The children of the poor were not being educated. With the help of Fr. Julian Tenison-Woods, they founded a Catholic School in Penola, South Australia.
On 21 November, 1866, Mary, together with her blood sisters and some other women, began the foundation of a new religious Order, the Sisters of St. Joseph of the Sacred Heart.
Mary was wrongly excommunicated by the Bishop of Adelaide. She suffered a lot of opposition, and later in life she also suffered a lot of ill-health.
Mary gave a powerful witness to Christian living. Despite a lot of unfair treatment by church leaders, including the Bishop, she remained faithful to her commitment. She would never let anyone speak ill of those who opposed her.
Mary gave a powerful witness to simple living. She expected the members of her Congregation to also live simply. She showed untiring energy opening new schools, convents, care of the aged, and much more.
Mary give us all a great example in searching for God’s call and will in our lives.
“To me, the will of God is a dear book which I never tire of reading, which always has some new charm for me.

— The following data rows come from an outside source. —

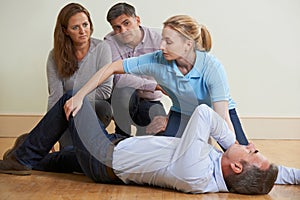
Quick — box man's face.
[110,14,140,44]
[224,143,270,170]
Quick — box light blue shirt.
[123,51,235,115]
[112,105,235,193]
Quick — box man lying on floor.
[0,93,278,194]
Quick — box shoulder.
[141,26,161,42]
[90,38,110,52]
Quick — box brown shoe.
[3,133,28,160]
[0,155,31,175]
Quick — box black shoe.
[3,133,28,160]
[0,155,31,175]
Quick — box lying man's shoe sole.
[0,159,31,175]
[0,170,31,176]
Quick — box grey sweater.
[47,38,113,110]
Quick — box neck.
[74,39,90,61]
[127,27,144,49]
[221,155,232,179]
[176,52,196,75]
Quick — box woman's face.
[65,12,91,45]
[160,26,188,60]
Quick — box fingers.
[146,116,168,134]
[64,97,78,120]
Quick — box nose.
[120,26,127,33]
[79,26,84,33]
[247,142,256,151]
[159,40,165,50]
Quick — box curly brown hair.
[54,3,94,78]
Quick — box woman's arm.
[64,60,124,119]
[46,51,64,110]
[213,101,234,133]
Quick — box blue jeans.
[15,93,124,183]
[158,109,248,145]
[58,100,113,150]
[229,108,249,145]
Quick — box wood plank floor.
[0,138,300,200]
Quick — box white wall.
[0,0,300,117]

Nothing is too little to be noticed there…..”. (From a letter to Monsignor Kirby)
Again, from the same letter “…..for the love of my sweet Jesus is too strong, too beautiful, and the merits too great, for me not to cling to Him”.
Her relationship with God was the great motivation in doing what she did. It kept her open to new possibilities.
I personally noticed the same drive in Mother Teresa of Kolkata, a year or so before she died. After talking with her I left her presence amazed at the energy in this sick and little ‘old lady’.
What needs do I observe?
How open am I go God’s will in my life?
St. Mary MacKillop was not about getting the acknowledgement of others.
When faced with lack of appreciation from others, even within the Church, she stayed faithful in her mission.
How free am I to do God’s will, even when not appreciated?